When the Koch-funded American Energy Alliance hosted a forum this month at the General Assembly, it used flawed economic research from Strata, another Koch-connected group, to attack the state’s Renewable Energy Portfolio Standard. The public and legislators should be aware that claims about the negative impacts of the REPS are misleading and the result of special interest-funded research.

In recent years, the American Energy Alliance has been funded by ExxonMobil and Koch Industries. Strata is a research group run by Dr. Randy Simmons, the Charles G. Koch professor of political economy from 2008 through 2013 at Utah State University. Simmons also runs the Koch Scholars Program, which receives grants from the Charles Koch Foundation.

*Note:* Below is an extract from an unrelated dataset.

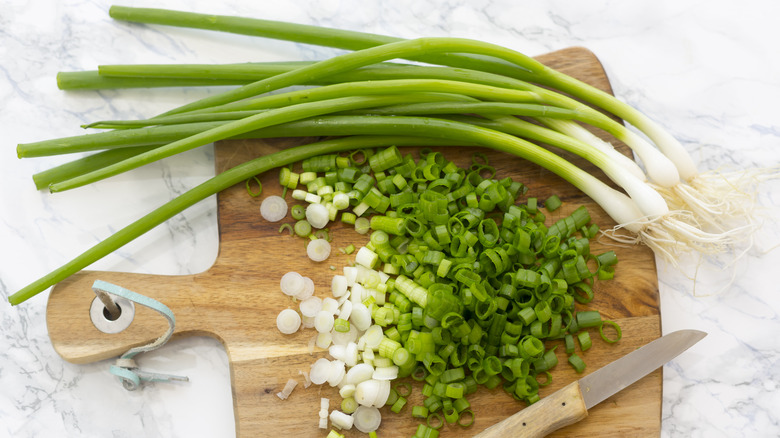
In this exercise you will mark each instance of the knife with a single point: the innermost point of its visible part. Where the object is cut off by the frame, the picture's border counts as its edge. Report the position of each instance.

USU and Strata have published three flawed reports attacking state renewable energy standards in Kansas, North Carolina and Ohio. Michael Goggin at the American Wind Energy Association noted serious flaws, saying, “When major errors in the study’s methods are corrected, the study’s results actually confirm that state Renewable Energy Portfolio Standards (REPS) like those in Kansas create hundreds of jobs and save consumers tens of millions of dollars.”

Strata and Simmons’ study uses a “statistical trick to blame the Great Recession on renewable energy” and misses the most basic statistical principle: Correlation is not causation. Strata and USU would have simply needed to look at one state that did not have a renewable energy standard to see that the economic downturn was not a result of the state’s enacting a renewable energy standard but the result of the Great Recession.

A recent study by venture capital firm DBL Investors reaffirmed that renewable energy standards do not negatively affect the economy. DBL found that “states relying more on renewable generation have experienced retail electricity prices comparable to, or cheaper than, states relying less on renewable generation.” The 10 states with the greatest share of generation from renewables averaged a retail electricity price of 9.79 cents per kWh in 2013 versus an average of 10.28 cents per kWh for the 10 states with the least share of renewable electricity generation.

These front groups want legislators and the public to believe they are credible third-party voices in the energy debate, when in fact they are funded by special interests that want to destroy the burgeoning clean energy industry.

North Carolina’s own RTI International published a study finding that the REPS has saved ratepayers $162 million since it was adopted in 2007 and that clean energy has supported 44,500 full-time-equivalent jobs, with $3.5 billion invested between 2007 and 2014. The REPS has cost the average ratepayer 50 cents per month. Solar needs no fuel, pipelines, railroads, compressing stations or emissions control. Solar doesn’t produce toxic ash like coal or radioactive nuclear waste. Solar uses no water and creates local jobs we can be proud of.

For every dollar spent on renewable energy tax credits, $1.54 is returned to state and local tax coffers. In fact, Duke Energy took half of 2015’s credits.

Instead of shutting down inquiries about who is behind the flawed attacks on renewable energy, North Carolina elected officials should welcome questions. Then legislators should look to credible third-party sources to determine the true costs and benefits of the REPS.

North Carolina’s recent lesson in the staggering cost to clean up toxic 50-year-old leaking coal ash ponds has been painful as the cleanup will take many years, if not decades. It’s time to go clean and help North Carolina’s burgeoning solar industry.

Gabe Elsner is the executive director of Energy & Policy Institute, which works to expose attacks on clean technology.